There is a need to help communications teams at law firms, corporate offices, retailers, and even within public services, to improve their overall communications output. Below are some ways that those improvements can happen.
1. Make Time for Team Members to Share Concerns
When it comes to internal communications, one of the biggest sources of ire among staff is the feeling of not being heard when things are going wrong. Many employees have suggestions as to how things can be improved within the company, some of them very simple, practical and easily actionable, and some less so.
Taking the time to give opportunities for people to share their concerns and ideas will go a long way to helping employees feel more valued. On top of that, explanations as to why certain things can’t be changed as people want can help people to see things differently and regain a more positive mindset at the very least. It all comes back to honest communication.
2. Come Together Regularly for Problem Sharing and Solving Meetings
Continuing the above point, one way that these internal struggles and conflicts can be solved is with a simple meeting where problems are shared and solutions proposed.
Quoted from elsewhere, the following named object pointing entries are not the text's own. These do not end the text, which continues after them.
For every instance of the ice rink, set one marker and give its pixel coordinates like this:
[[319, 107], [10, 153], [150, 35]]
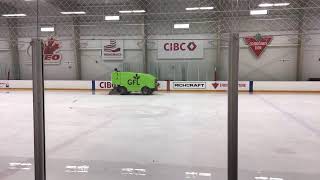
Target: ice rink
[[161, 137]]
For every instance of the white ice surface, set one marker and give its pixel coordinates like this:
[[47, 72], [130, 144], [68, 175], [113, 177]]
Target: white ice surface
[[279, 134]]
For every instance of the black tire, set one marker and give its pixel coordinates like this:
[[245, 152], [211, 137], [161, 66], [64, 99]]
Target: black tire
[[146, 91], [122, 90]]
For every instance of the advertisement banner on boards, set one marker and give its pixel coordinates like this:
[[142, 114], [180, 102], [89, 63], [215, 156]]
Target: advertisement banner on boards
[[180, 49], [189, 85], [112, 49]]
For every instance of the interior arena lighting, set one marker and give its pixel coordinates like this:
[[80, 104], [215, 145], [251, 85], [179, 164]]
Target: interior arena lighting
[[275, 4], [132, 11], [192, 9], [281, 4], [112, 18], [199, 8], [258, 12], [181, 26], [265, 5], [73, 12], [47, 29], [206, 8], [14, 15], [125, 12], [138, 11]]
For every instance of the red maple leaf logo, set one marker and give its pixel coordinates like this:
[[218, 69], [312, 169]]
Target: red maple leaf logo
[[51, 46], [258, 43]]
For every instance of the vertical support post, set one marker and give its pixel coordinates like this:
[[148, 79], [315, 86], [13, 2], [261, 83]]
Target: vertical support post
[[76, 49], [145, 47], [38, 111], [233, 107], [218, 56], [13, 43]]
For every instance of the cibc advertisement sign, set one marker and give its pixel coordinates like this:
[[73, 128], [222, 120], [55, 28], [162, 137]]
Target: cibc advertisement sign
[[180, 49]]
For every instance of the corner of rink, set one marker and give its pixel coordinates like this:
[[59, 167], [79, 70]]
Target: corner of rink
[[174, 86]]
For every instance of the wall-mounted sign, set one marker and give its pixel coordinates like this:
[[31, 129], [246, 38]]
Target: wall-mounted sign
[[258, 43], [112, 50], [189, 85], [180, 49], [51, 51]]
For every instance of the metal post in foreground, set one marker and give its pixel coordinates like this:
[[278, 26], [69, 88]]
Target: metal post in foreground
[[38, 111], [233, 107]]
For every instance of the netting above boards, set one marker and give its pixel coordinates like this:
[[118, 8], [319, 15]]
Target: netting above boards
[[153, 18]]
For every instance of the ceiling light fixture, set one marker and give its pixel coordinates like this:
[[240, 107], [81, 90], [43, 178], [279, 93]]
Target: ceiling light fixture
[[73, 12], [275, 4], [181, 26], [112, 18], [258, 12], [47, 29], [199, 8], [14, 15]]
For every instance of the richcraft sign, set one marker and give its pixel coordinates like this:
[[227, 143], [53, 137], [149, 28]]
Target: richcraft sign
[[180, 49], [51, 51], [112, 50], [189, 85], [258, 43]]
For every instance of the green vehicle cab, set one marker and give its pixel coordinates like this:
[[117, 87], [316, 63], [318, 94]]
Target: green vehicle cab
[[127, 82]]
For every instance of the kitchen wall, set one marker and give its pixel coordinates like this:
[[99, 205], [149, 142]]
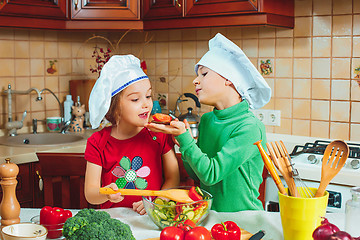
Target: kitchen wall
[[313, 76]]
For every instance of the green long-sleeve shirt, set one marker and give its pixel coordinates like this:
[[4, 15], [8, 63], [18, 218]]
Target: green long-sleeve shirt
[[224, 158]]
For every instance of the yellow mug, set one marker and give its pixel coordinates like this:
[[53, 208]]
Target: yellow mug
[[300, 216]]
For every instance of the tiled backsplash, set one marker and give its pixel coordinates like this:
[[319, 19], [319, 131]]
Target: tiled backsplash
[[313, 76]]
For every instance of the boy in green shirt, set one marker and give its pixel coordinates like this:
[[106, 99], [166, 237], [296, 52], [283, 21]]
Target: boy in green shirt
[[224, 158]]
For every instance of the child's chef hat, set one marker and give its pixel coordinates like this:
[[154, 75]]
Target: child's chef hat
[[117, 74], [228, 60]]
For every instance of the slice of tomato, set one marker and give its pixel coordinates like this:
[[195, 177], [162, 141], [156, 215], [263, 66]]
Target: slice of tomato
[[161, 118], [194, 195]]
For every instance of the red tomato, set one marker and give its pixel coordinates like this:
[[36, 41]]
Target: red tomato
[[161, 118], [186, 225], [193, 194], [198, 233], [172, 233]]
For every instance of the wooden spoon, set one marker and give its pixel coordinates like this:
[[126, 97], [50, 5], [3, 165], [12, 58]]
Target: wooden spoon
[[283, 164], [270, 167], [334, 159], [177, 195]]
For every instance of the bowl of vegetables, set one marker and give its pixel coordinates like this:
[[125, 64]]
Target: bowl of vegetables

Coming up with things that are wrong is easy enough, but it is a good mental and professional exercise for your team to work together positively to come up with solutions that are workable and acceptable to all sides.
3. Always Explain Why Decisions Are Being Made
Next, for both internal and external communications, another key piece of advice is that any and all important decisions have to be accompanied by a detailed and reasoned explanation as to why they have been taken. When businesses fail to do this — and many do — they are simply asking for frustration and discord to foment among their workforce, and for dissatisfaction to start growing among their customer base.
When you offer a frank, honest, and reasonable explanation as to why a decision was taken, a policy changed, or a new rule introduced, then you will invariably assuage people’s concerns and frustrations. The source of their anger is most often the lack of any apparent reasoning for a decision to be made. Some people will always disagree, but if you’ve explained your reasoning, then you’ve done as much as you can.
4. Make Feedback Constructive Rather than Critical
When offering feedback to colleagues, subordinates, and others with whom you maintain a professional relationship, follow a rule of constructive criticism rather than purely critical remarks. You might think in your mind that something was terrible, and wish to express that. The trouble there is that in doing so, you aren’t communicating anything particularly useful to the listener.
If you want things to get better, it’s like we said earlier about having meetings where problems are brought up along with suggested solutions. Constructive feedback and criticism points to where things aren’t working, but also accompanies that with suggestions on how to make it work.
5. Put Fresh Eyes on All Written Content
When communications content is created for external consumption, it’s imperative that a set of fresh eyes be saved to cast a final look. Why? Fresh eyes not only help to spot any errors in the piece, but they can read the content as if they are its intended recipient, not having seen any of it prior. This allows them to check that the message is clear and well communicated, and that there’s nothing that could be misconstrued.